Tesco - 'Not Real' Baskets TV Ad 'Misleading'

Tesco's 'Real Baskets' TV and Newspaper Ad campaign.
The Advertising Standards Authority rules it did mislead shoppers.

Since successfully complaining to M&S about their misleading 'Save 10%' wine discount, I'm reminded about another food retailer's advertising.

I've highlighted Tesco's nonsense price comparison ads before. They are so desperate to claim they are the cheapest supermarket they will use almost any daft data to try and prove it. In their 'Britain's Biggest Discounter' campaign (a claim also criticised as 'ambiguous' by the ASA) they compared £100 worth of weekly shopping against Asda prices. £10 of the comparison was spent on hair dye. Please, how stupid do Tesco think we are!

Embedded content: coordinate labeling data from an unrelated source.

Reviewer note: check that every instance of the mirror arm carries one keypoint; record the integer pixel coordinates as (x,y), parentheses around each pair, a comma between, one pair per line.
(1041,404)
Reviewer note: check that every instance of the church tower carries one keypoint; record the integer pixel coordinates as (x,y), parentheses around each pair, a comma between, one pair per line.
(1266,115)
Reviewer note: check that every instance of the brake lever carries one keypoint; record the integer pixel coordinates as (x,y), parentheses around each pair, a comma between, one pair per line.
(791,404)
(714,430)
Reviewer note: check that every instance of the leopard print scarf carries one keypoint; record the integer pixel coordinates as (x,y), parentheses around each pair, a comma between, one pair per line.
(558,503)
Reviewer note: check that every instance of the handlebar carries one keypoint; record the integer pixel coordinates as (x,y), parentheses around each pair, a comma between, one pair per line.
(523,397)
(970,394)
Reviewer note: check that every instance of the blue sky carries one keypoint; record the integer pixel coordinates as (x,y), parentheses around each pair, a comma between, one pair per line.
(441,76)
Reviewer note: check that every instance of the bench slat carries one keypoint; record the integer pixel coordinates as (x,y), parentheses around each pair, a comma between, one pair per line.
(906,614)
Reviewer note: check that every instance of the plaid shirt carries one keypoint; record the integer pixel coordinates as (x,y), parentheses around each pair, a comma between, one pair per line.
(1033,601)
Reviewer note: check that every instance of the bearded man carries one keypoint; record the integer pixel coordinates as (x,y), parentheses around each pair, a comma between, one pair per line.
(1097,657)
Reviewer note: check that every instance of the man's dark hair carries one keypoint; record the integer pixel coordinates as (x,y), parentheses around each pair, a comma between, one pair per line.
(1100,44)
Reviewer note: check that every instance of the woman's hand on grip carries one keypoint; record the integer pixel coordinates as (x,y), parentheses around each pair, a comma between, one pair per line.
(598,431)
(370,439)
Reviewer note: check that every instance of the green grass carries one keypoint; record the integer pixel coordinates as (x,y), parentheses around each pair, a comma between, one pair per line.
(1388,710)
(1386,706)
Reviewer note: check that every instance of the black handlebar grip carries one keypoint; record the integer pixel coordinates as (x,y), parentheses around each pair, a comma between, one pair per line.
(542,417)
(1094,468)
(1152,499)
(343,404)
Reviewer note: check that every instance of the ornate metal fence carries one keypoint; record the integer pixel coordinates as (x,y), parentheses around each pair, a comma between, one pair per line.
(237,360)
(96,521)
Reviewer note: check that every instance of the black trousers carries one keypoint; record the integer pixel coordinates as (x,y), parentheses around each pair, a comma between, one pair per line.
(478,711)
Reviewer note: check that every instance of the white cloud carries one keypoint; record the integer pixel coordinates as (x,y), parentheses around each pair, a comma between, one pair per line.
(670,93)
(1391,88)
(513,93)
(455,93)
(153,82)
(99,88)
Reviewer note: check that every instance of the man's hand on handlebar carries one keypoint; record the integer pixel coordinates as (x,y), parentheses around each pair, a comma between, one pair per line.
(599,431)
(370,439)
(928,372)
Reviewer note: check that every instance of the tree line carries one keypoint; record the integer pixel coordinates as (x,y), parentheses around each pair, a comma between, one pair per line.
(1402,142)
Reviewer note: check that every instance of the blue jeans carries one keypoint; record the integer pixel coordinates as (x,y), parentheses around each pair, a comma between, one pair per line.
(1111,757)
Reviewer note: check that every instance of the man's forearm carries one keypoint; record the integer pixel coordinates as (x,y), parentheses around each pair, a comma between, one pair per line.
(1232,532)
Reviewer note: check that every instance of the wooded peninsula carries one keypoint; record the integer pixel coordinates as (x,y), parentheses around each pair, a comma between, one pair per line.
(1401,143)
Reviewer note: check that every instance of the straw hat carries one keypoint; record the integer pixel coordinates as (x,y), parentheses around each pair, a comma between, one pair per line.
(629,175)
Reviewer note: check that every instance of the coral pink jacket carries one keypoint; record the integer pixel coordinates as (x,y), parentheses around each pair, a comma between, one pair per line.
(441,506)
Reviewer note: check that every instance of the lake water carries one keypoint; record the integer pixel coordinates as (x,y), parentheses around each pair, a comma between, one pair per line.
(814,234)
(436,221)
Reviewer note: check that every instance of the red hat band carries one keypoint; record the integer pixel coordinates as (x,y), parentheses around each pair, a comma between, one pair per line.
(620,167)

Anyway it didn't stop Tesco dreaming up the 'Real Baskets' ad. You might think, looking at the reproduction above, that 1,124,000 real baskets were cheaper at Tesco than the same 705,000 baskets at Asda. In fact, in the tiny print you can't easily read, it says they actually only counted a sample of baskets and then projected the rest. There are plenty of other opaque technical exclusions too (read them from Tesco here)

This week the Advertising Standards Authority ruled the ads were misleading. They said if Tesco says 'Real Baskets' and shows a huge number piled up that's what people will expect they counted, not the tiny number hidden in the text underneath. The ASA also said the exclusion of a number of items in the baskets made it impossible for shoppers to calculate whether it was really cheaper to shop at Tesco as claimed.

Looking at some online comments (the Daily Mail ran the report this week) shoppers said they weren't fooled by Tesco's nonsense. But can this really be true? Would Tesco spend hundreds of thousands of pounds trying to create an impression no one would believe? Tesco must hope their campaigns do build belief - even if only among their own customers, who might be tempted to go and find out if Asda really is cheaper.

TV advertisers do have to jump considerable approval (Clearcast clearance) and legal hurdles (defamation etc) before they can run a TV ad. But if they do manage to get a nonsense ad like Tesco's on the air there is no punishment when it is later ruled misleading. By then the campaign is over and the message is out there.

Perhaps advertisers should be fined a proportion of their ad spend when their ads are ruled misleading, instead of simply banned from re-running them?